I've declared a map of Strings to classes, but now I'd like to insure that all the classes implement a particular interface.

The idea is that you'd give the a class alias or "command name" as the first argument, then I'd call the main of that class and pass the rest of the argv array to it.

Initially I had this:

static final Map<String, Class> CLASSES = new LinkedHashMap<String,Class>() {{
    put( "command1", com.foobar.package_a.ClassOne.class   );
    put( "command2", com.foobar.package_a.ClassTwo.class   );
    put( "command3", com.foobar.package_b.ClassThree.class );
    ...
}};

But I wanted to let users run the command with no args and list the classes and what they do. And from previous work, most of the classes did have a description.

I decided to formalize this in an interface:

public interface HasDescription {
    String getDescription();
}

And then:

public class ClassOne implements HasDescription {
    // I'd prefer static, but that's a different concern
    public String getDescription() {
        return "check files for gophers";
    }
    ... rest of class ...
}

But I'm not sure how to declare it, I've had many variations. Here's one example of what doesn't work:

static final Map<String, Class<T implements HasDescription>> CLASSES = new LinkedHashMap<String,Class<T implements HasDescription>>() {{
    put( "command1", com.foobar.package_a.ClassOne.class   );
    put( "command2", com.foobar.package_a.ClassTwo.class   );
    put( "command3", com.foobar.package_b.ClassThree.class );
}};

Variations / Lessons:

  • I've tried with an without a leading letter inside the angle brackets
  • I've tried both implements and extends
  • Even in Java 7 you can't just put new LinkedHashMap<>() when declaring it inline

Questions:

  • Ideally .getDescription() would be static.
  • I assume that if I had the correct signature, then pulling it out of the hash with .get() I'd assign to a similarly declared variable (sans the top level Mop< >)
  • If a pull out a properly qualified class variable, is there a shortcut or special version of reflection that just lets me say something like ( (HasDescription)clazz ).getDescription() ?
  • Wondering if I'm either reinventing the wheel, or that there's some reason this is a horribly bad idea
  • Does specifying that all classes must implement a particular interface buy me anything in this usage scenario? At a minimum, seems like it lets the compiler do some checking for me. At runtime, I'm wondering if getting a qualified class reference gives me an special advantage over regular reflection.

Why an I doing this?

  • I'm having Maven produce a full, self contained .jar file
  • I'd like folks to run it with just java -jar my_jar.jar ... so I need to choose one specific class; you'd run with java -jar projname.jar command_name arg1 arg2 arg3
  • If you run with just java -jar projname.jar you get a list of classes and what they do
  • The alternative is to run each command as java -cp projname.jar com.foobar.package_a.ClassOne arg1 arg2 arg3 but this is a bit ugly for folks to type in, and would require .sh and .bat for each class name.
Was it helpful?

Solution

You don't use type parameters like that. The type parameters can either be declared at Class level or method level.
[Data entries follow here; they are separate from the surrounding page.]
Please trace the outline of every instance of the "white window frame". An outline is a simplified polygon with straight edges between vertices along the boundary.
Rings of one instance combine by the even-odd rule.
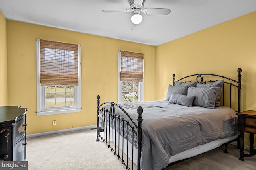
[[[45,107],[45,86],[40,84],[40,39],[36,39],[36,86],[38,116],[78,112],[81,111],[81,45],[78,45],[78,85],[74,86],[74,106]]]
[[[120,81],[120,72],[121,71],[121,51],[118,50],[118,104],[123,103],[122,101],[122,81]],[[144,59],[143,60],[143,70],[144,70]],[[140,92],[138,102],[144,101],[144,71],[143,71],[143,80],[139,82],[138,88]]]

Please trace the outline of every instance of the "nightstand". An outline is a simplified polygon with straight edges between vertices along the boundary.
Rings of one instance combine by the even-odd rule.
[[[256,154],[256,149],[253,147],[254,134],[256,134],[256,111],[247,110],[236,114],[238,115],[238,130],[240,133],[240,153],[239,159],[244,161],[244,157],[251,157]],[[250,133],[250,154],[244,154],[244,132]]]

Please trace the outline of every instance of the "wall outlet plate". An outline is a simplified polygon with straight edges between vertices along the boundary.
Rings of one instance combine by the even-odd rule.
[[[56,125],[57,123],[57,121],[56,120],[53,120],[52,121],[52,125],[53,126],[55,126],[55,125]]]

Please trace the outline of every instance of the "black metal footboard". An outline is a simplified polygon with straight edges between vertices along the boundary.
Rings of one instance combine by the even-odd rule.
[[[142,142],[141,125],[143,120],[142,116],[142,108],[139,106],[137,110],[138,114],[137,125],[130,115],[118,104],[113,102],[107,102],[100,105],[99,95],[97,96],[97,99],[96,141],[99,141],[100,139],[102,140],[122,164],[126,166],[126,169],[130,170],[134,168],[134,152],[135,147],[138,150],[136,154],[137,169],[140,170],[140,163]],[[110,109],[103,107],[106,105],[110,105]],[[115,112],[116,108],[122,110],[126,117],[116,114]],[[129,145],[129,143],[132,145]],[[135,155],[136,154],[134,153]]]

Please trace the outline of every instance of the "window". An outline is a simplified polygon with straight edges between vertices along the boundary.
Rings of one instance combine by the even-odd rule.
[[[118,102],[144,100],[144,55],[118,51]]]
[[[80,45],[36,39],[38,115],[81,110]]]

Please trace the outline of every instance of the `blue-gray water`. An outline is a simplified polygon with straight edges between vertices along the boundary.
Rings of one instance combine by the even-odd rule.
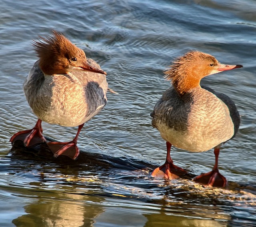
[[[2,0],[0,6],[0,226],[256,226],[256,1]],[[106,108],[82,130],[78,145],[89,154],[84,165],[9,153],[12,135],[36,121],[22,89],[37,60],[31,41],[52,29],[96,60],[119,93],[109,94]],[[238,133],[220,155],[226,189],[150,175],[166,156],[150,116],[170,86],[162,71],[190,50],[244,66],[202,82],[228,95],[241,115]],[[64,141],[77,129],[43,127],[44,135]],[[214,165],[212,150],[173,148],[172,154],[194,175]]]

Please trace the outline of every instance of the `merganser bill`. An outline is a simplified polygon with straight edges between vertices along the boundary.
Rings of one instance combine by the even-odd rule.
[[[164,93],[151,114],[153,127],[166,141],[167,154],[165,163],[156,169],[152,176],[163,172],[165,178],[172,179],[187,173],[173,164],[172,145],[193,152],[214,148],[212,170],[193,180],[210,187],[225,187],[226,179],[218,169],[220,148],[236,135],[240,117],[228,96],[201,87],[200,82],[206,76],[242,66],[221,64],[211,55],[196,51],[178,58],[170,67],[164,72],[165,77],[171,81],[172,86]]]
[[[29,106],[38,119],[33,129],[16,133],[10,141],[13,144],[21,140],[26,147],[46,142],[42,121],[78,126],[72,141],[47,143],[55,157],[64,155],[75,159],[79,154],[76,143],[84,124],[107,103],[107,74],[61,33],[53,31],[52,36],[39,38],[32,42],[39,60],[23,86]]]

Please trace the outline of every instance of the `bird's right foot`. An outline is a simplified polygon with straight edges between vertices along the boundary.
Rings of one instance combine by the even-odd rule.
[[[73,140],[70,142],[49,142],[47,145],[55,157],[64,155],[74,160],[79,155],[79,149],[76,143]]]

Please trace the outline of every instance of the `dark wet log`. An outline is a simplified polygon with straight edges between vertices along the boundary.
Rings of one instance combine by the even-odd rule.
[[[54,141],[46,137],[48,141]],[[38,143],[26,147],[22,141],[17,140],[12,145],[11,152],[13,158],[23,160],[34,160],[45,162],[48,161],[61,165],[89,165],[103,168],[118,168],[128,170],[147,169],[151,170],[154,166],[150,163],[127,157],[115,157],[100,153],[80,150],[80,154],[76,160],[65,155],[57,157],[46,143]]]

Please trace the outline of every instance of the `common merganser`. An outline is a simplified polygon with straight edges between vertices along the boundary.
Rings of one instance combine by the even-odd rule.
[[[214,147],[215,163],[212,170],[193,180],[201,184],[225,187],[227,181],[218,169],[221,145],[233,138],[240,123],[234,102],[227,96],[209,88],[201,87],[201,80],[210,75],[242,67],[241,65],[220,63],[213,56],[191,51],[178,58],[164,72],[171,80],[156,103],[151,116],[152,125],[166,141],[165,163],[152,173],[155,177],[164,173],[169,179],[185,175],[187,171],[173,164],[170,156],[172,145],[193,152]]]
[[[25,146],[46,142],[42,121],[66,127],[78,126],[76,135],[67,142],[47,143],[57,157],[75,159],[79,154],[76,143],[85,122],[97,114],[107,103],[106,73],[84,51],[61,33],[33,40],[39,58],[30,70],[23,86],[28,104],[38,120],[30,130],[19,131],[10,139]]]

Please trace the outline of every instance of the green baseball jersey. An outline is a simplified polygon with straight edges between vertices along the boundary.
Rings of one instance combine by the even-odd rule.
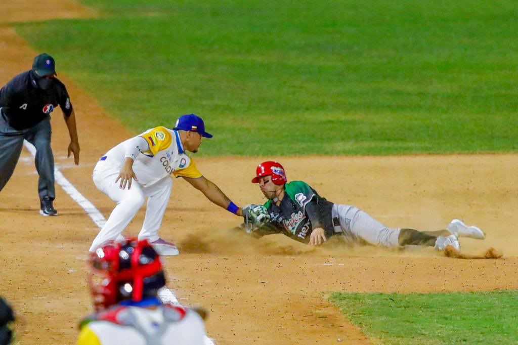
[[[333,203],[301,181],[286,183],[284,191],[278,206],[271,200],[265,203],[270,220],[256,232],[263,235],[283,233],[300,242],[309,242],[308,235],[316,227],[323,228],[326,237],[334,234],[331,215]]]

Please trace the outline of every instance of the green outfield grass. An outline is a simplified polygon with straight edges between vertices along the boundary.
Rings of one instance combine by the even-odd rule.
[[[136,132],[194,112],[204,154],[518,150],[516,0],[82,2],[100,18],[16,28]]]
[[[518,343],[518,291],[334,293],[329,300],[375,343]]]

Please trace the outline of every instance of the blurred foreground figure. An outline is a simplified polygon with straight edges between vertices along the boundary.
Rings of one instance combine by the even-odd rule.
[[[82,320],[79,345],[203,344],[202,312],[158,297],[160,258],[147,240],[113,242],[91,254],[95,312]]]
[[[9,322],[15,321],[15,313],[5,299],[0,297],[0,345],[11,343],[12,331],[9,328]]]

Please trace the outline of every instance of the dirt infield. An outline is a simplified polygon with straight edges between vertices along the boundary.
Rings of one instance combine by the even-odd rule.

With field declaration like that, you have to use wildcards:

static final Map<String, Class<? extends HasDescription>> CLASSES = new LinkedHashMap<String,Class<? extends HasDescription>>() {{
    put( "command1", com.foobar.package_a.ClassOne.class   );
    put( "command2", com.foobar.package_a.ClassTwo.class   );
    put( "command3", com.foobar.package_b.ClassThree.class );
}};

I've tried both implements and extends

In generics, you just use extends keyword to represent both the concepts.

Ideally .getDescription() would be static.

No you can't do that. That would not give you polymorphic behaviour that you want currently.

If a pull out a properly qualified class variable, is there a shortcut or special version of reflection that just lets me say something like ( (HasDescription)clazz ).getDescription() ?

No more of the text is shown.